Emily Blunt spoke with PEOPLE at the American Institute for Stuttering’s 2022 Freeing Voices, Changing Lives Gala on Monday
Emily Blunt is continuing an important conversation.
Speaking with PEOPLE Monday at the American Institute for Stuttering’s 2022 Freeing Voices, Changing Lives Gala in New York City, the 39-year-old actress — who hosted the event — said she thinks it’s “important” for her to keep “speaking openly about” having a stutter, “a disability people don’t know much about.”
And “in some ways” for her personally, Blunt said, acting “was a sort of invitation into speaking fluently for one of the first times,” she said, even if it didn’t “cure” her stuttering, per se (“Once you are a stutterer, you will always be a stutterer,” she said in a speech).
“I wouldn’t say that’s why I’ve ventured into acting, but it was just a bit shocking the first time I was able to speak, you know, doing a silly voice or an accent pretending to be someone else,” Blunt told PEOPLE. “People don’t talk about [it] enough if it hasn’t got enough exposure, and millions of people around the world struggle with it.
“And I think it’s a very moving force,” she added. “If you can’t express yourself, you can’t be yourself. And there’s something very poignant in freeing people of the grip of a speech impediment, because it’s like a sort of imposter that lives in your body.”
The Jungle Cruise actress previously revealed that her grandfather, uncle and cousin all had a stutter, and noticed it in herself when she was around 6 or 7 years old.
“It’s biological and it’s often hereditary and it’s not your fault,” Blunt told PEOPLE Monday. “And I think it’s very often a disability that people bully and make fun of. So I think, to raise awareness about what it’s really about, and that there’s this soft place for you to land in this amazing organization. It’s a big deal for me to be here.”
Blunt has been active in fundraising and speaking efforts for the AIS, having hosted the organization’s benefit gala multiple times in years past.

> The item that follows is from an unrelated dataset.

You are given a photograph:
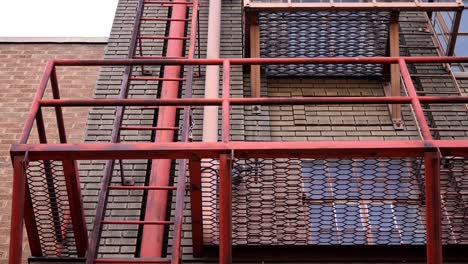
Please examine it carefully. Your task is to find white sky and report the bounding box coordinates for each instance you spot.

Reflecting on her childhood, she previously told PEOPLE that a teacher encouraged her to audition for the school play after noticing she didn’t stutter when she playfully impersonated others. Then 12, the actress found that the more she lost herself in characters, the less self-conscious she felt and the more her stutter would diminish.
Now, Blunt helps kids find similar ways to cope through her work with the AIS, telling PEOPLE in March 2020, “I think of all the causes, my work with the stuttering community is the one that pierces my heart probably most profoundly because of my own personal experience with it.”
As for the AIS, “They understand that how these kids relate to their stutter is usually the issue,” she said. “You’ve got to fall in love with the fact that you’ve got a stutter to accept it. But it’s not all of you. Everyone’s got something — and this is just your thing.”